I go back for a follow up on Monday, hopefully I'll be cleared for the gym.

Belly Button

I'm 5 weeks and 1 day. Today was my first time changing my bandage on my open incision by myself. I was forced to look in the mirror for a bit of time to make sure everything was covered. I found my old belly button (gag) My Dr. said he'd remove it if there was enough skin and I didn't think to ask if he was able to or not. I found it above my incision...it looks so gross! I can even see the old piercing scar. I am so grossed out. I don't know if I should laugh or cry...

I have decided not to postpone the wedding. My fiance said why would I make a long term decision based on something that's short term. He's right. I just feel sad because I wanted to look fabulous and expected to back to normal with my energy and fun. I also wanted to be wearing tiny, white bikinis and tight dresses. He said we can have more than 1 honeymoon, so what's the problem. I'm so glad he's so sweet. I don't know why I'm so hard on myself.
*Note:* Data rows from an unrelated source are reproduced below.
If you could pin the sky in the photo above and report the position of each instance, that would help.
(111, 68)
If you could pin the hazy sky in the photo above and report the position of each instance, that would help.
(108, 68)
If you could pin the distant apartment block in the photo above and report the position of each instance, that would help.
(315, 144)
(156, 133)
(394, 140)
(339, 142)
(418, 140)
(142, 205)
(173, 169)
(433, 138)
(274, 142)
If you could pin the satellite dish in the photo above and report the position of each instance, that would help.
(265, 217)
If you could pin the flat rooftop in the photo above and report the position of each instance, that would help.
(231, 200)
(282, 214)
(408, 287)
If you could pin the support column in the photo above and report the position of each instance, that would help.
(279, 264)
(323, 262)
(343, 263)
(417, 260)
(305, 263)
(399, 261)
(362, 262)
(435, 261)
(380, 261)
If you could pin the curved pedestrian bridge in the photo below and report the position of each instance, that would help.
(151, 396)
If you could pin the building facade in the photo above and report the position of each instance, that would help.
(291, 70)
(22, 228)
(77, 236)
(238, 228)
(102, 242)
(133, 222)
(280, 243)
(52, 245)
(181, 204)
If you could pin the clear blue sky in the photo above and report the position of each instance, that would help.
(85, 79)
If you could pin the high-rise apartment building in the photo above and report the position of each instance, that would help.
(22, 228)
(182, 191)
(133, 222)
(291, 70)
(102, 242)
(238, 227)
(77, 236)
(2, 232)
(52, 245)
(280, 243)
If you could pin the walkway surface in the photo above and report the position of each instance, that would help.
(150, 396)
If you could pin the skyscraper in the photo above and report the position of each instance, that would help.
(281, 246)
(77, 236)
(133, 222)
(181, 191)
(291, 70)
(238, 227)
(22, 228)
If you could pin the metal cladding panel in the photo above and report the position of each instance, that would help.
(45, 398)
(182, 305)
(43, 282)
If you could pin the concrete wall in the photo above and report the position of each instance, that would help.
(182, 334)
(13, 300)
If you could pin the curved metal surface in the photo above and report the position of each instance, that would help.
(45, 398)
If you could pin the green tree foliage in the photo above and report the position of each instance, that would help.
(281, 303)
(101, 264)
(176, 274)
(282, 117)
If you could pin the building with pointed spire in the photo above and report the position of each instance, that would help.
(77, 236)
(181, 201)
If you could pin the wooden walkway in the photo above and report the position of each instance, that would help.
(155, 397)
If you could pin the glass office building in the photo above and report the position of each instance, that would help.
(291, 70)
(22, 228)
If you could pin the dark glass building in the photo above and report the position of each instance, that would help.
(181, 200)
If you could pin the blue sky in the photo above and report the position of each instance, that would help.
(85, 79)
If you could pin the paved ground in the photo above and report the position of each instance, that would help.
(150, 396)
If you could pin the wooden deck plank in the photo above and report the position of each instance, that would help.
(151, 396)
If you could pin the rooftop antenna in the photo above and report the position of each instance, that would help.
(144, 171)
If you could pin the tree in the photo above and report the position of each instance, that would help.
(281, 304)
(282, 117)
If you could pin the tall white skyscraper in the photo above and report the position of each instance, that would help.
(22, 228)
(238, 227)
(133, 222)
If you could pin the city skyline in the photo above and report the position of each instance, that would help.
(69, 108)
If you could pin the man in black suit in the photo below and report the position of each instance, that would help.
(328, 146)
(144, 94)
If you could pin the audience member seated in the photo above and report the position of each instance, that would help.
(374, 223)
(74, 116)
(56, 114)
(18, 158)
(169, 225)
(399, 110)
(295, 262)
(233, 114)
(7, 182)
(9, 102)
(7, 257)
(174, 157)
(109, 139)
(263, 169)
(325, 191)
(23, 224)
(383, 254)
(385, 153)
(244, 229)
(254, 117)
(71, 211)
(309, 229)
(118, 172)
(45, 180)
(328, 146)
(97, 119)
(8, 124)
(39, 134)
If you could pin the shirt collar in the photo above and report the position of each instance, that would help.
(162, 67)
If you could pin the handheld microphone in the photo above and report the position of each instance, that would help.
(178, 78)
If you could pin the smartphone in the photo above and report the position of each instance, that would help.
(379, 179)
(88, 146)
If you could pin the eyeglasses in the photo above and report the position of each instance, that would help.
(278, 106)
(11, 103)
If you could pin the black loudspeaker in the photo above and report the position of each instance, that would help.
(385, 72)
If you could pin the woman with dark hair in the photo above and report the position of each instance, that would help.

I'm going to try to be more kind to myself. I don't know why I expect perfection...I'm 39.5, have given birth twice, nursed my fabulous girls. I have to stop expecting my 21 year old body back. I may not be perfect, but the surgery helped make things better. My breasts are more even. Yes, I wish they were perkier and more full but that's the best they can be. My stomach pouch is gone, and that was my biggest annoyance. I'm going to try to enjoy my time on the sofa resting and healing.